The Neiswanger Institute for Bioethics at Loyola University

The Olympics Heat Up Debate on Enhancement

With the Olympic competitions heating up, the debates on enhancement, sport, and the human form have more than left the starting blocks in the newspapers and online. Personally, I can't muster up more than a review of what's been written as I'm less than convinced that there are any really interesting ethical issues here to talk about.

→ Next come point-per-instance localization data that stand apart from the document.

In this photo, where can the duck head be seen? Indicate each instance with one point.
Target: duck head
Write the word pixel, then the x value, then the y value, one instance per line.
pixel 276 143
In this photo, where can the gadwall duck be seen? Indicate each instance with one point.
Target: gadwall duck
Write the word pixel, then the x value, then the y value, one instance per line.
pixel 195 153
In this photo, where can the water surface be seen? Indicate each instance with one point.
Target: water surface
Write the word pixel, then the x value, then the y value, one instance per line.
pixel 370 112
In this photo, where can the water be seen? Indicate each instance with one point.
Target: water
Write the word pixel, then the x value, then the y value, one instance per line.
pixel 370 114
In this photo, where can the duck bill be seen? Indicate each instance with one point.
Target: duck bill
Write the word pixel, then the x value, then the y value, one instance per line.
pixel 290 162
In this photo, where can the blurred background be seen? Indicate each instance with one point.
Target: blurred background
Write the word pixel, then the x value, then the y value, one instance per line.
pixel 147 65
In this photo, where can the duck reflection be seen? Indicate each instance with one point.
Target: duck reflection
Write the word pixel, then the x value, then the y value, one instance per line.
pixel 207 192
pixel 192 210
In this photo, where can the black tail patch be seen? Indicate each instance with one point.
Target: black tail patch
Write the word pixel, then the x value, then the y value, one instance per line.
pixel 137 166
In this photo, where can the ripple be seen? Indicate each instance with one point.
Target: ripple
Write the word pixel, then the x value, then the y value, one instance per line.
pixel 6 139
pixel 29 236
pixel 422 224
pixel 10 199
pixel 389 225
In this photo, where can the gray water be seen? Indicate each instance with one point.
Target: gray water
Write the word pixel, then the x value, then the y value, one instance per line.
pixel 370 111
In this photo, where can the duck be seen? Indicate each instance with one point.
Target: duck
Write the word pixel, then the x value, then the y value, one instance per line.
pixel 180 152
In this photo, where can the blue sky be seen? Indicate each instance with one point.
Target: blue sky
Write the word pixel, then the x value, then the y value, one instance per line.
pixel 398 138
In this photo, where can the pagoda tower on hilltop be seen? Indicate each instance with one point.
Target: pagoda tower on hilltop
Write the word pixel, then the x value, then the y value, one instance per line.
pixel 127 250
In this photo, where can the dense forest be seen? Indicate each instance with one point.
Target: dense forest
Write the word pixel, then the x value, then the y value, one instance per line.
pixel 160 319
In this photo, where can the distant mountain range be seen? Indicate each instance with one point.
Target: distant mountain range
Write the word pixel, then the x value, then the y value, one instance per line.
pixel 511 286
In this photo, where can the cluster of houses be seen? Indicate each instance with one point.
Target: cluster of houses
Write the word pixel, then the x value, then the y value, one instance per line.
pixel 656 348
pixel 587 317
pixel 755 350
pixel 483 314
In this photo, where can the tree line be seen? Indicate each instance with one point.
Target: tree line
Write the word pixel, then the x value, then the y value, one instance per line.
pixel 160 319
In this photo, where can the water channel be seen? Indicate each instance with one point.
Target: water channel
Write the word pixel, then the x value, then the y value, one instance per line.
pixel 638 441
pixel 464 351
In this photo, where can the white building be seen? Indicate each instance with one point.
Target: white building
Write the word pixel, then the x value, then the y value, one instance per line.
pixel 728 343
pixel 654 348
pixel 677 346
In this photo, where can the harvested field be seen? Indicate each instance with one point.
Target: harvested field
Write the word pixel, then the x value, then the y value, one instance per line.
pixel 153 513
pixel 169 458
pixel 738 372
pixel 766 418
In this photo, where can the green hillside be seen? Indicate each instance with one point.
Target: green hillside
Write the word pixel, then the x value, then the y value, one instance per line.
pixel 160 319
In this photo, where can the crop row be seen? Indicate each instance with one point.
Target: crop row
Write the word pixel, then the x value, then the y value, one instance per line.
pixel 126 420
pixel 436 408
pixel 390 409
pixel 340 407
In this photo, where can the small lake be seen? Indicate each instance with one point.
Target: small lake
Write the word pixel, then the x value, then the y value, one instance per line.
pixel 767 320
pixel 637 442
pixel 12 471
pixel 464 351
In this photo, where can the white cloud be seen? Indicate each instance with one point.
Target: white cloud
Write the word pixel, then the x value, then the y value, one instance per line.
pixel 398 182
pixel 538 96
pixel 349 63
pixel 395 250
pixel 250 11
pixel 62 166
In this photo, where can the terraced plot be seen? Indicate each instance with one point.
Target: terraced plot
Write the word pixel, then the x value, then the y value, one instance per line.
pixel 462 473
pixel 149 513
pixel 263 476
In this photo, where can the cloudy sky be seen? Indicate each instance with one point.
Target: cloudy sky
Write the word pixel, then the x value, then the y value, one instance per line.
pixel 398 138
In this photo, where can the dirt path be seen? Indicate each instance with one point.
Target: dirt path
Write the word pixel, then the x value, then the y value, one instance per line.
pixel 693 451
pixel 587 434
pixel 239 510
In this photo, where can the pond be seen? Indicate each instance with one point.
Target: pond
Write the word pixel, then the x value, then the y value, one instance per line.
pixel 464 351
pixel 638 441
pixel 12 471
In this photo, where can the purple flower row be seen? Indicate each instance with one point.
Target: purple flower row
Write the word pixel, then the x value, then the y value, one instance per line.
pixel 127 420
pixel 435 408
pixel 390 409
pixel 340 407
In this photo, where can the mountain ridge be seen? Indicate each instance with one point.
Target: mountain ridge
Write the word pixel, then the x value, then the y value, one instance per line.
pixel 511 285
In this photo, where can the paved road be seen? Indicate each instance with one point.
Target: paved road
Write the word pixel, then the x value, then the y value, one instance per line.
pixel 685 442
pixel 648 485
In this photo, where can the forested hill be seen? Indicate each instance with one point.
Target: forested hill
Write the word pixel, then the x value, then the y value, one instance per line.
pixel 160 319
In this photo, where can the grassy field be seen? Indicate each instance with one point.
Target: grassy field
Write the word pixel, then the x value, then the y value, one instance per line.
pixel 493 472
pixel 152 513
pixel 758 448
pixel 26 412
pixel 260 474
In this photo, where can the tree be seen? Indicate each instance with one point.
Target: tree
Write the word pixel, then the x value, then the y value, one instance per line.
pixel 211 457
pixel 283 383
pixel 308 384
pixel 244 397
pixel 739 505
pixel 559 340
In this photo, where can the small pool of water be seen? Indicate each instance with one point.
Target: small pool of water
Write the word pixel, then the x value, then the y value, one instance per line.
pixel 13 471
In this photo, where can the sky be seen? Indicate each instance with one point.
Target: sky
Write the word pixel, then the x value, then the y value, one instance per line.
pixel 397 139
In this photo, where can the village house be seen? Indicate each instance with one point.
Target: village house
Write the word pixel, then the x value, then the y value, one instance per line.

Andy Miah's commentary in the Washington Post
argues that enhancement is great, but that steroids are not. Huh? In the New York Times, John Tierney says that if we can't test for enhancing drugs, we might as well "let the games be doped". Jonathan Moreno never really stakes a claim, but his Science Progress piece reminds us that progressives care about enhancement too, or at least know how to talk about it over sandwiches, liberal-style. Jere Longman and Gina Kolata, also in the Times, advance the claim that better technology, not better humans, is the reason why records are being shattered in Beijing.

Anyone else have a comment about enhancement? As for me, I'm going back to just enjoying watching the struggle, the thrill of victory, and leaving it to someone else to care whether the ancient Greeks are rolling over in their graves at the events of the 2008 Olympics.

Summer Johnson, PhD

comments

I think Andy Miah only said that anabolic steroids were not acceptable because of the health risks. Nothing at all to do with them being performance enhancers. I'm sure if another enhancement, such as a form of gene doping, was found to have similarly dangerous effects, he would be just as opposed to that.

thanks josh, yes, that's pretty much it. it's not that i'm opposed to people taking significant health risks, rather that our primary objective should be to develop and allow the utilization of the safest forms of performance enhancers - i.e. minimize the potential harm within a pro-enhancement climate.